According to Trilatec, squAIR-timber is just as strong and robust as conventional beams. The material’s high compressive, impact and tensile strength is based on the carbon principle. This involves laminating the material together under pressure with adhesive joints – the result is a carbon-like material that is extremely strong and resistant. “This is why the material is also water-resistant and ideal for replacing squared timber,” says Langemann. One large airline has tried leaving squAIR-timber outside for months where it was exposed to wind and weather, and confirmed that the test was successful.

At the same time, the material is 100 percent recyclable and can be disposed of with wastepaper after multiple uses. There are no disposal costs like those for wood.

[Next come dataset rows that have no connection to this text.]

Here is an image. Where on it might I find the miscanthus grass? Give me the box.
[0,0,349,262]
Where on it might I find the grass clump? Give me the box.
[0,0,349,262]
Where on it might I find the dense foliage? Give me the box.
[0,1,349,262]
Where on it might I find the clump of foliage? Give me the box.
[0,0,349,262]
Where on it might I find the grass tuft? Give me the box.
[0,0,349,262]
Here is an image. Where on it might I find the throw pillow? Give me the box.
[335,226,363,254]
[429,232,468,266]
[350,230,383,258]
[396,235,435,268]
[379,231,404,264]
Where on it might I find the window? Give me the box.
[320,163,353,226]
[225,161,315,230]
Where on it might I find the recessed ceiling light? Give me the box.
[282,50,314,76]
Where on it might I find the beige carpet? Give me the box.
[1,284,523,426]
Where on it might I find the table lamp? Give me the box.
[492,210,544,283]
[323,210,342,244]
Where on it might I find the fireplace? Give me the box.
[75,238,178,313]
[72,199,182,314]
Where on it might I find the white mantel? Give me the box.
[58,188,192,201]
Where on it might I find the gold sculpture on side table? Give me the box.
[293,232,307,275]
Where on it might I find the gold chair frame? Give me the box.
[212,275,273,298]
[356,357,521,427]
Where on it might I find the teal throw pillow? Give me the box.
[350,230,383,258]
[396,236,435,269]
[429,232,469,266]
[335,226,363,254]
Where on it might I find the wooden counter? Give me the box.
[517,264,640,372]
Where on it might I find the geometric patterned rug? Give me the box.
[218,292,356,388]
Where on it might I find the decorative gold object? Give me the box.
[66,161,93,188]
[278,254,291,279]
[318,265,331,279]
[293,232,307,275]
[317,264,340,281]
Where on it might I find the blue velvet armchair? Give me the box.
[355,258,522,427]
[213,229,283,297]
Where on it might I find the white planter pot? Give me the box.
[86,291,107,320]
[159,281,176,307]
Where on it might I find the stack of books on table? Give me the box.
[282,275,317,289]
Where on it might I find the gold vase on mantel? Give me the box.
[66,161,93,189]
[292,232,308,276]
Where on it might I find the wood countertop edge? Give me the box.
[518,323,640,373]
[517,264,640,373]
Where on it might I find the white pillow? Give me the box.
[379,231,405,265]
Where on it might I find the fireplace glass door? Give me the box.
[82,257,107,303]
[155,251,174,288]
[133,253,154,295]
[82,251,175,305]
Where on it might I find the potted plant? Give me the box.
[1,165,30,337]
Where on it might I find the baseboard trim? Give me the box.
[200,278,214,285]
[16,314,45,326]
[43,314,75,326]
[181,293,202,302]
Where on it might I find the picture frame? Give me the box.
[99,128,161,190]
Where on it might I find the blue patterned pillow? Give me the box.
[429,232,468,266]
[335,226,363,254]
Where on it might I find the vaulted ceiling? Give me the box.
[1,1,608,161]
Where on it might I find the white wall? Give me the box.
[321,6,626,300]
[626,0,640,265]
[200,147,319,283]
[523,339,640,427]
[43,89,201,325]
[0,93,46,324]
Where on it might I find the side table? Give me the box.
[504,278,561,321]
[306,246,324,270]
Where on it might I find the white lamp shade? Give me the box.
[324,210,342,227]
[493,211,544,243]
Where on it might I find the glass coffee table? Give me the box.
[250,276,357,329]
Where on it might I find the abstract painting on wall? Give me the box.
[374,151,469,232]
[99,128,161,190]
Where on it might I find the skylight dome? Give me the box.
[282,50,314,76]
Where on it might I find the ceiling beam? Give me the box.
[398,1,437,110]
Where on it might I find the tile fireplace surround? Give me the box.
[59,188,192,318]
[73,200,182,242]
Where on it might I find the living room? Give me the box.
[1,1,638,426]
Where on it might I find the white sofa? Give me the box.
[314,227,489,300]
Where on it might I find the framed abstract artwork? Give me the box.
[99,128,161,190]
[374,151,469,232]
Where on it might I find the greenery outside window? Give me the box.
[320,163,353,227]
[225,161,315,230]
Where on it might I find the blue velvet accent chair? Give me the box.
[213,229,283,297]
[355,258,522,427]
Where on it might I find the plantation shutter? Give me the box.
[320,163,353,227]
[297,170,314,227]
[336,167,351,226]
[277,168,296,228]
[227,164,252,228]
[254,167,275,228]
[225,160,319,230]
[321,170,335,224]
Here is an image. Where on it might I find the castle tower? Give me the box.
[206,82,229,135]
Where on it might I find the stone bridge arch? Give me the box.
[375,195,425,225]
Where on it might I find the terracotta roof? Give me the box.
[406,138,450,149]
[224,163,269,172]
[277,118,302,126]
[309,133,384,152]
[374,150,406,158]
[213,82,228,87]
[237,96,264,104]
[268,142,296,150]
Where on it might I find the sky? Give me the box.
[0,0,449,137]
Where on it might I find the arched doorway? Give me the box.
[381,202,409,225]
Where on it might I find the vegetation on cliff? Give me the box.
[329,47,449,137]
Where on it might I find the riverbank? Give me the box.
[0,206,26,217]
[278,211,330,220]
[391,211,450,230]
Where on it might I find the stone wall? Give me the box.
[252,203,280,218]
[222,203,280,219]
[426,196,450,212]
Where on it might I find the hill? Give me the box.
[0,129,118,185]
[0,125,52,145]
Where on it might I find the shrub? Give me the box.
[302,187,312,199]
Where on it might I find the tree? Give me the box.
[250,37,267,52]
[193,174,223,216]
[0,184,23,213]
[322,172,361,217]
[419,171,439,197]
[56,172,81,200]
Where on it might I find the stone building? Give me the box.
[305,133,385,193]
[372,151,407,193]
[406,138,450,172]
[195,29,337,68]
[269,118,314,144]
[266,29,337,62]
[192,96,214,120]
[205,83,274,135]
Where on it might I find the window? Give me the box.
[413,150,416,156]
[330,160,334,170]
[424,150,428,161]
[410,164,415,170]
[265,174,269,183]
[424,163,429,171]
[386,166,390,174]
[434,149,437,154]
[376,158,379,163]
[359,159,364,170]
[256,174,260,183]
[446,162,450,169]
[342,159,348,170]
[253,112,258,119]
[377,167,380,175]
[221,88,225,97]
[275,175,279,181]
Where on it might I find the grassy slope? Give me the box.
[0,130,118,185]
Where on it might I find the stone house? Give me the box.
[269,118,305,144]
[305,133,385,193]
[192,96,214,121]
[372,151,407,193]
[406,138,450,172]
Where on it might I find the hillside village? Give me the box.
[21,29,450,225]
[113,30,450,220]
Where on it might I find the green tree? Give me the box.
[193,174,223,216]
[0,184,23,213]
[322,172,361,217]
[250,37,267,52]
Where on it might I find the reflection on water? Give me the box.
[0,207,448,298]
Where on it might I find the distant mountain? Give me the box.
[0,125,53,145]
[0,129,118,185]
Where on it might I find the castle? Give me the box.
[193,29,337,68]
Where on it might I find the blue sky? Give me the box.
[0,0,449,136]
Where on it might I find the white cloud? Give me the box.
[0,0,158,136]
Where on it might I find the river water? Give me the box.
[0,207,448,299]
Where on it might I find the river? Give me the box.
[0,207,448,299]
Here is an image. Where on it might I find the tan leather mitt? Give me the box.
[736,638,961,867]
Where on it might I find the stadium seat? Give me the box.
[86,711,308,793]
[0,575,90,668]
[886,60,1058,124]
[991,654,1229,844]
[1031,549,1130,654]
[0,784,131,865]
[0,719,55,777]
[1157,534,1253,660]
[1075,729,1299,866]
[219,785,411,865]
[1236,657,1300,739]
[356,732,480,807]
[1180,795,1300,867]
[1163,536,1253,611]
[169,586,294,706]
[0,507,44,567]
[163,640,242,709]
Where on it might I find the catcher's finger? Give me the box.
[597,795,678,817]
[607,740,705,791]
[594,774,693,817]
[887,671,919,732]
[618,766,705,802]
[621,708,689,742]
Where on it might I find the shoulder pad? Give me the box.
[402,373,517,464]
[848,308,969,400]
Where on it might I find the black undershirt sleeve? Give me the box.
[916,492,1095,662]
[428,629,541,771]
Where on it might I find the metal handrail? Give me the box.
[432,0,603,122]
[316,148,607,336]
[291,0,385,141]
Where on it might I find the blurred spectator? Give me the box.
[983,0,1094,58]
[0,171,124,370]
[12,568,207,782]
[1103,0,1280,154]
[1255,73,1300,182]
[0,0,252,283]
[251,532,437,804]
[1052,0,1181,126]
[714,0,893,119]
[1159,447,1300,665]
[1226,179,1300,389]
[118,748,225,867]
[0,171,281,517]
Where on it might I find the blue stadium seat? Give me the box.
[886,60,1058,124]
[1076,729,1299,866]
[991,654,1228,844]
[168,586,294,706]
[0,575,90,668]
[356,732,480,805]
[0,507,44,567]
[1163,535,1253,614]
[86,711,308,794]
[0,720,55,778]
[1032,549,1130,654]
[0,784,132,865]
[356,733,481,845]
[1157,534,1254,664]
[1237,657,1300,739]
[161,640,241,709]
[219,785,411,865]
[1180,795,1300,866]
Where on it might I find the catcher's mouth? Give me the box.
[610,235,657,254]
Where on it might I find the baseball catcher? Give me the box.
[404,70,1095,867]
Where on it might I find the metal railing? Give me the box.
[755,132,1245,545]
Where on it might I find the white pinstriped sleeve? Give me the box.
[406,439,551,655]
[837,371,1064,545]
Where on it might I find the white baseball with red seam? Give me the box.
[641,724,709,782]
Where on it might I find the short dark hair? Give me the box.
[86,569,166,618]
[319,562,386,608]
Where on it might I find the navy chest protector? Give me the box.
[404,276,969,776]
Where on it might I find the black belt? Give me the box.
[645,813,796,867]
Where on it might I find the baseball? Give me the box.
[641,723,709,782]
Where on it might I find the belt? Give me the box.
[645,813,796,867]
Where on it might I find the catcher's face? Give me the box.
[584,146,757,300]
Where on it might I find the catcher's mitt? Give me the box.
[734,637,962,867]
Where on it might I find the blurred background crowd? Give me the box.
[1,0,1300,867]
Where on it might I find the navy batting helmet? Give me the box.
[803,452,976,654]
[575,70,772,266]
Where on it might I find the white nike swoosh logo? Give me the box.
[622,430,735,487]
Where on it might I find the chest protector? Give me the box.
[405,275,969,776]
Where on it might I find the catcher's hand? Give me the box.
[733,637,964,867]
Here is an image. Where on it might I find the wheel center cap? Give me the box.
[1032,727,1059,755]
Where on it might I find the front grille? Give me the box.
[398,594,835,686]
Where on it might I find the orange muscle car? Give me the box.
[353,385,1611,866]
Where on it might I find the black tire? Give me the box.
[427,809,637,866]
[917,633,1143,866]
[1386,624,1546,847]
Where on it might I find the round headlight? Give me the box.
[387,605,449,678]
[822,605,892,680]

A further advantage is that squAIR-timber beams are available in any size required, and can be individually printed, for example with the name of the airline, or that they are to be returned to Frankfurt. “Wooden beams often disappear with the first rotation, because the wood is just as suitable for other purposes,” says Langemann.

With squared beams made of cardboard, ULDs can be stacked a little higher and right up to the edges without covering up the anchor points. Goods can be secured with nets using the hooks on the sides. To ensure that these remain accessible, wooden beams are still used for the base of ULDs when they are assembled, but squAIR-timbers are increasingly being incorporated as well. With the help of slave pallets – conveying elements equipped with a few rows of rollers – heavy air freight goods can then be loaded quickly and flexibly into the belly of the aircraft.

“squAIR-timber is 80 percent lighter than wooden beams and thus saves around 120 kilos per ULD.”

Andreas Langemann, Managing Director of the start-up Trilatec based in Merzig.

The Trilatec product can also be used to make europallets, consisting of a squAIR-timber honeycomb board and nine beams cut to pallet dimensions made from the same material. The cover panel has a standard load-bearing capacity of several tons. Another very practical feature is that the beams can also be glued directly under a cardboard box so that no pallets are needed at all. “However, we primarily developed squAIR-timber as a material for base beams for air freight, which is how it is mainly being used at the moment,” Langemann explains.

All the material used in production is 100 percent recycled paper. But although the Trilatec product is lighter, stronger and very robust, it is always compared with wood. “At the moment, the price of wood is at rock bottom, and not just because of the hot summer and the bark beetle situation. There is simply too much wood on the market,” he explains. This means that used europallets, for example, are available for three or four euros. “We are measured by this and therefore we hardly make a margin on squAIR-timber, although we should charge three times the price to be able to work profitably,” says Langmann.

Nevertheless, since Cargolux, Trilatec has been able to build up a wide-ranging customer base. For marketing, the company has entered into a partnership with Jettainer, a subsidiary of Lufthansa Cargo. “Jettainer is well networked in the industry and currently manages around 90,000 ULDs (Unit Load Devices) for 26 airlines at 450 airports around the world,” says the Managing Director. And he is not giving up hope of eventually gaining the attention of industry giants too. Because anyone who uses squAIR-timber once will never look back.